Human Rights between state and civil society [Archives:2005/870/Viewpoint]

August 22 2005

Right now, debates on the National Human Rights Report for 2004, issued by the Ministry of Human Rights are ongoing among several institutions, mainly civil society and non-governmental organsiations. Many questions have been raised regarding what should have been added in the report, the deficiencies and shortcomings tc, in a way that the whole purpose of such seminars and debates seems to be to demean any initiative by the government through a gathering of cynics and critics.

The concept of civil society and non-governmental organizations in Yemen is yet very misunderstood. The role of the civil society is not to await opportunities to pick on the government and criticize its work. It is rather a complementing role through being a measurement or gauge of the reform and development process in a country. Not only that, but before bringing this report by the Ministry of Human Rights which at the end is a government body to discussion, shouldn't we have asked ourselves to begin with is the Ministry credible enough to be delegated the task of monitoring itself? The mandate and duties of the Ministry are well understood but shouldn't the job of issuing such a report be given to one of the state's independent bodies? Nevertheless, the Ministry fulfills its required tasks as a policy maker ensuring the application laws and implementation of international conventions signed and endorsed by our country. And in any case, this initiative from the ministry should be appreciated and encouraged.
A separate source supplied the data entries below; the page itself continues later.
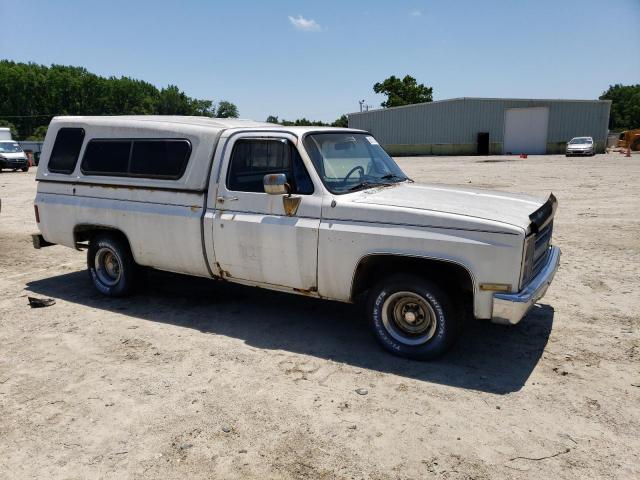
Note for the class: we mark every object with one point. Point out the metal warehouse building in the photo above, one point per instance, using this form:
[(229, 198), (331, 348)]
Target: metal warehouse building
[(466, 126)]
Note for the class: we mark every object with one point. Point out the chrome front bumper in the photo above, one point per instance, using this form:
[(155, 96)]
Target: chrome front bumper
[(510, 308)]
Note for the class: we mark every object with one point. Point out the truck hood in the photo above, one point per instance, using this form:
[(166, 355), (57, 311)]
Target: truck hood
[(492, 206)]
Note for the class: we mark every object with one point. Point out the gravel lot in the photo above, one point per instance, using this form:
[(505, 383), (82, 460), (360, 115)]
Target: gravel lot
[(199, 379)]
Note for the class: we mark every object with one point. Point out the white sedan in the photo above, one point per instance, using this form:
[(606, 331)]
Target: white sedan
[(581, 146)]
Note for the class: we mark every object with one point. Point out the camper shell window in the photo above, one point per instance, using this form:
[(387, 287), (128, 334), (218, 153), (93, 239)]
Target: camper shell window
[(146, 158), (66, 150)]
What is expected from the civil society, on the other hand, is to take a leading role in following up and monitoring the violations of human rights, advocating for freedoms, and raising awareness on related issues, especially on democracy which backbone of any nations development and progress. Moreover, civil society should regularly report on the status of human right in an objective manner that aims at enforcing respect of these rights at all formal and informal levels.

More so, respect for human rights not just a theory or cliche discussed in round tables and reports, it is rather a culture and practice in real life starting from the house among the family members, passing by all social institutions such as schools and markets to the society at large. It is a matter of learning how to accept and respect others even though they may differ with you. And this; is the real issue people in Yemen – government and civil society – yet need to learn.